According to Soletti, “The objectives of the seeding on Hudson Ridge was to reduce the potential for invasive plants to dominate the site and to reestablish sagebrush cover at an accelerated rate for sage-grouse. In the Dry Creek and Rock Creek areas, the objective of the seeding was to reestablish shrub species for mule deer winter habitat in patches across the winter range. The goal is to accelerate the shrub recovery and to provide patches of shrubs to naturally seed into other burned areas on the winter range in the future. Ultimately, we all want to provide quality mule deer habitat in the South Hills both now and into the future. At this point, we really need more snow over the fire area to improve post fire vegetation response.”

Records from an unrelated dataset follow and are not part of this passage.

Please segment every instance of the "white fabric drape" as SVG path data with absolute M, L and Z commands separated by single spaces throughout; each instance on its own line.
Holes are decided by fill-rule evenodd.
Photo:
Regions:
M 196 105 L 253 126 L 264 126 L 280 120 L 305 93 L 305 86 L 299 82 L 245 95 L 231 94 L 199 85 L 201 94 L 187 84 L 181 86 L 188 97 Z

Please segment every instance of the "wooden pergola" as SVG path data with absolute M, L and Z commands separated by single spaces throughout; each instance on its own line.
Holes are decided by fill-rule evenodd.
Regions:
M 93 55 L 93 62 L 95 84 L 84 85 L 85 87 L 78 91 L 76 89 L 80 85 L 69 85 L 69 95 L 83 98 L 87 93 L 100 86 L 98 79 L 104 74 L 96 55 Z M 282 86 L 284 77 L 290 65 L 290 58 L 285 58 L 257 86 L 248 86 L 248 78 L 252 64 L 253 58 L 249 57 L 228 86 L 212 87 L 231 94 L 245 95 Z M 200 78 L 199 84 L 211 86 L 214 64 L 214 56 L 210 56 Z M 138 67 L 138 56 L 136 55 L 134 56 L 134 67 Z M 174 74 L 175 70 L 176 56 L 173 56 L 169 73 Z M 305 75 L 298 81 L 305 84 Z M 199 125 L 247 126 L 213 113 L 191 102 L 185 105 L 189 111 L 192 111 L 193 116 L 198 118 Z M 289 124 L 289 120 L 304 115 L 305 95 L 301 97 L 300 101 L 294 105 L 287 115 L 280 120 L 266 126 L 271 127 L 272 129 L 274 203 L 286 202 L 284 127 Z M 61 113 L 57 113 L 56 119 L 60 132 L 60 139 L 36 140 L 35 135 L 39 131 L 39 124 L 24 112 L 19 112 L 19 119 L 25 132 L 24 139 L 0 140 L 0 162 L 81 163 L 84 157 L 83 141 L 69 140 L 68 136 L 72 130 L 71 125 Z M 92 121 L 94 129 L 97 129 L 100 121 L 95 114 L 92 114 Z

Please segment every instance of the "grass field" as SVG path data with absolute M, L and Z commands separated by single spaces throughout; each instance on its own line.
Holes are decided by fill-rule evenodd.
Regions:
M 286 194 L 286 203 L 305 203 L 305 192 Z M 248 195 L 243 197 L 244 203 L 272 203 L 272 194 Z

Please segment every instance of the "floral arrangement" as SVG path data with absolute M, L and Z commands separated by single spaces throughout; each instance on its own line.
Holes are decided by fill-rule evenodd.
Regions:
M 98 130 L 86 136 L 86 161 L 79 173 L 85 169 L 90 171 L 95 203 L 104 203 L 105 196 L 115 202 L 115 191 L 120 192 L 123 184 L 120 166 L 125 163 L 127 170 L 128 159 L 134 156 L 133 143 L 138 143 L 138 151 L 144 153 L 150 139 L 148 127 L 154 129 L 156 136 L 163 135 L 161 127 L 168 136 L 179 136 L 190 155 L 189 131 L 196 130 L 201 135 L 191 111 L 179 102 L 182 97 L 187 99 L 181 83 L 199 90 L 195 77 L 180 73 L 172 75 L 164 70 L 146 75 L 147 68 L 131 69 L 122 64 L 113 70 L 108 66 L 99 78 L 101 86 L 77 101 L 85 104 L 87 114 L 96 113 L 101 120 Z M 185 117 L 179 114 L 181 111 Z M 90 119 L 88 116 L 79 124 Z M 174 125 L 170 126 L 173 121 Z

Randy Thompson, District Ranger for the Minidoka Ranger District, said, “The seeding work we accomplished this week would not have been possible without Pheasants Forever, Idaho Department of Fish and Game and Bureau of Land Management (BLM) help. Pheasants Forever handled the contracting and purchasing for the entire project under our agreement with them and the National BLM seed warehouse worked with the Forest Service to procure sagebrush seed quickly. IDFG and their Mule Deer Initiative, stepped up in a huge way and provided the funding for all of the sagebrush seeding work in the Dry Creek and Rock Creek areas as well as provided a place to store the seed while waiting for ideal weather conditions to conduct the flights. Moving forward, we will continue to look at opportunities to work with partners on addressing post fire recovery. We anticipate a bitterbrush and sagebrush planting project in the fall of 2021 with our partners in the Dry Creek area for mule deer and sage-grouse habitat benefits. The Forest Service and IDFG will be looking for volunteers to help with implementation of that project in the future.
The seeding is the last of the winter work on the Badger Fire with further field work commencing in the spring.